じれ恋
『お客さまへお知らせいたします。当プールはまもなく10分間の定期点検に入ります』

 
アナウンスと共に俺はまるで魔法がとけたかのように我に返る。


どうやら一度プールから出ないといけないらしい。


本当にあと僅かだった。もしアナウンスが流れていなければ今頃……。


急いでお嬢をプールサイドに座らせ、自分も手をついて腕立ての要領で水から体を引き上げる。

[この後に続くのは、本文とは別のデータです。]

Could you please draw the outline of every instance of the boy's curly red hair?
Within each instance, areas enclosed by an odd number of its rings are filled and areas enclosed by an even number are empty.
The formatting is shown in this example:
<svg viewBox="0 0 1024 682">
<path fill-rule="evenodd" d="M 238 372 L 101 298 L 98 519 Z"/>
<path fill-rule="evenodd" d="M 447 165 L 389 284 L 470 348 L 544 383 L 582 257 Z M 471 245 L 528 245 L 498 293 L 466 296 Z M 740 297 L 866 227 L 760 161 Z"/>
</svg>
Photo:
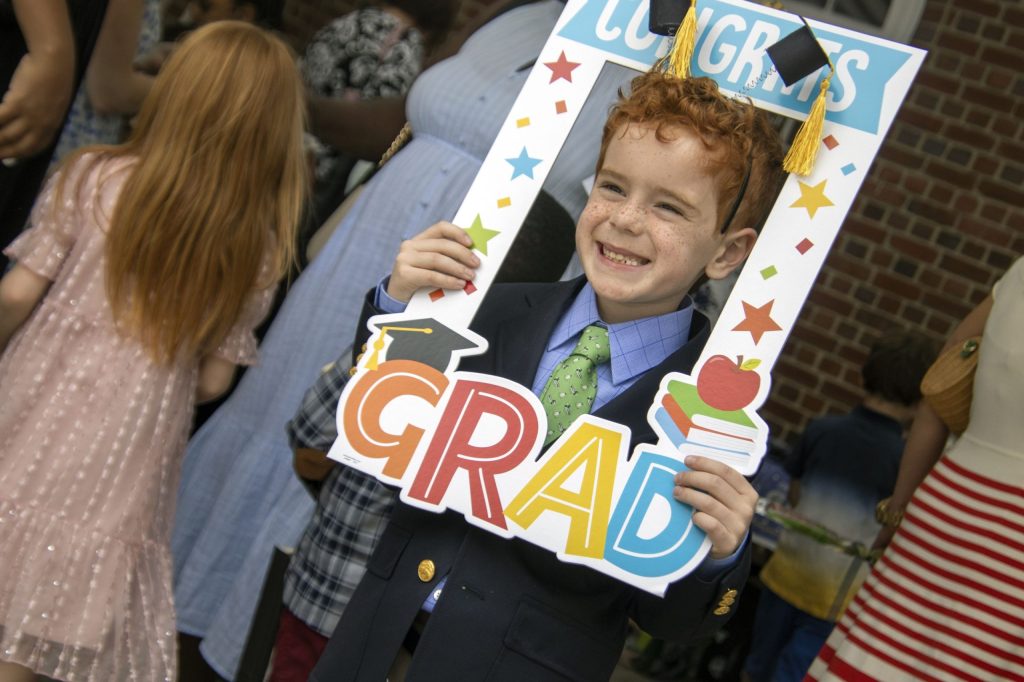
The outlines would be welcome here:
<svg viewBox="0 0 1024 682">
<path fill-rule="evenodd" d="M 760 229 L 783 175 L 782 145 L 763 112 L 726 97 L 710 78 L 680 79 L 647 72 L 633 79 L 629 95 L 620 92 L 620 100 L 604 124 L 598 170 L 611 137 L 625 134 L 629 124 L 653 127 L 660 141 L 674 138 L 674 127 L 692 130 L 703 141 L 709 151 L 705 162 L 719 175 L 720 223 L 726 219 L 750 167 L 746 190 L 729 226 Z"/>
</svg>

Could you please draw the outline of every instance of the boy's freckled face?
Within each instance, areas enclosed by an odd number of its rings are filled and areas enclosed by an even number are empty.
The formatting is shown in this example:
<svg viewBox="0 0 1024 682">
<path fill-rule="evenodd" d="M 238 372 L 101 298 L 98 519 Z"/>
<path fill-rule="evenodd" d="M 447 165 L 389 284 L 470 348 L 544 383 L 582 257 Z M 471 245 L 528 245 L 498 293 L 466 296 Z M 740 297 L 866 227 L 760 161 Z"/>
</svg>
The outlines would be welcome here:
<svg viewBox="0 0 1024 682">
<path fill-rule="evenodd" d="M 718 186 L 708 150 L 686 129 L 631 124 L 608 142 L 577 225 L 577 250 L 608 323 L 679 307 L 719 254 Z"/>
</svg>

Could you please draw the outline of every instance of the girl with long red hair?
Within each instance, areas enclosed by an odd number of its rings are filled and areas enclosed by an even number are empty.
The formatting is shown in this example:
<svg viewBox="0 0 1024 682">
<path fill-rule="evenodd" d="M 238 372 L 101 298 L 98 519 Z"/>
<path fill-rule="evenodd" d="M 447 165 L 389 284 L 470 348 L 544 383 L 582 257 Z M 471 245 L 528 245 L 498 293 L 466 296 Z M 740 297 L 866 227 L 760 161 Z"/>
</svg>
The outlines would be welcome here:
<svg viewBox="0 0 1024 682">
<path fill-rule="evenodd" d="M 7 249 L 0 681 L 176 678 L 180 456 L 293 260 L 303 111 L 283 42 L 205 27 L 128 141 L 68 159 Z"/>
</svg>

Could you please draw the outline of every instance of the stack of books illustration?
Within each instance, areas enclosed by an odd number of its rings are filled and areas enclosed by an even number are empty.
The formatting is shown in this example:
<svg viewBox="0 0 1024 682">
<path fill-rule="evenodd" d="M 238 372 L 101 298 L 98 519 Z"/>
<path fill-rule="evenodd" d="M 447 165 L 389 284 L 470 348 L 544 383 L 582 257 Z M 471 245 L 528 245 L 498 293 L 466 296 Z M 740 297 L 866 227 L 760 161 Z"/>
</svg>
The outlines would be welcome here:
<svg viewBox="0 0 1024 682">
<path fill-rule="evenodd" d="M 690 444 L 750 457 L 757 446 L 758 428 L 745 410 L 716 410 L 692 384 L 670 381 L 654 418 L 677 449 Z"/>
</svg>

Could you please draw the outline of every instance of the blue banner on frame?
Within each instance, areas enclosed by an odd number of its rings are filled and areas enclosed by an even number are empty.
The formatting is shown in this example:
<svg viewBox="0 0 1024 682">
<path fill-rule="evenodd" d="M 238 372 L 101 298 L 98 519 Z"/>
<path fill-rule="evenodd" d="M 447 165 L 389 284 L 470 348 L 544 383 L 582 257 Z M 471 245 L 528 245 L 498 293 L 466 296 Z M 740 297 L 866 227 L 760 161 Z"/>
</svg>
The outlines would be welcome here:
<svg viewBox="0 0 1024 682">
<path fill-rule="evenodd" d="M 765 52 L 801 28 L 800 20 L 792 14 L 766 14 L 718 0 L 701 0 L 697 7 L 694 76 L 709 76 L 728 90 L 793 112 L 810 109 L 827 70 L 785 87 Z M 670 39 L 647 30 L 647 8 L 648 0 L 586 0 L 559 35 L 627 59 L 650 62 L 668 50 Z M 815 35 L 836 67 L 826 118 L 877 133 L 886 90 L 880 84 L 893 78 L 909 53 L 894 43 L 870 42 L 820 28 Z"/>
</svg>

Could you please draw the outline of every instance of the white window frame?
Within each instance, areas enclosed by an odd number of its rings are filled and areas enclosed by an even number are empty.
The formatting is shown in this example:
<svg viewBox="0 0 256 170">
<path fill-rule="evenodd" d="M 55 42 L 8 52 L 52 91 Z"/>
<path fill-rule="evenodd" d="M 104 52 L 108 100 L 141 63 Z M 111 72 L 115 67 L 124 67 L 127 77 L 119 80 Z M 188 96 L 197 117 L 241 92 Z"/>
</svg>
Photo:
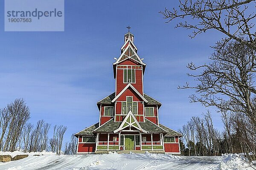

プールサイドに片脚をかける時再び俺の顔がお嬢の顔にぐっと近づき、互いの鼻が重なった。


こういうのをエスキモーキスって言うんだっけか。


垂れ下がった俺の前髪から零れ落ちた水滴がお嬢の顔を伝う。


先ほどまで聞こえていた周りの音がどんどん遠くなっていく。


俺の五感は、もはやお嬢のことしか認識していないようだ。


多分鼻が触れ合っていたのは数秒足らずなのに、時が止まったかのように瞬きもせず見つめ合っていた。


『お客さまへお知らせいたします。当プールはまもなく10分間の定期点検に入ります』


再び流れたアナウンスで現実に引き戻される。


「すいません、水、垂れちゃいましたね」


俺は陸に上がり、お嬢の顔の水滴を指で掬い上げた。


「い、いいいい今ぜったいキスしようとしたでしょ!?」


しばらくフリーズしたあと、お嬢は茹で蛸のように真っ赤になりながら俺に抗議してきた。


「え〜違いますよ。プールから出ようとしてただけですって」


あくまでシラをきる俺に始めこそお嬢はわなわなしていたが、途中からそれも諦めていた。


その後も流れるプールやウォータースライダーなどひと通り満喫し、いつの間にか水面はオレンジ色に染まっている。


元々乗り気ではなかったはずが、来てみると意外に楽しめてしまった。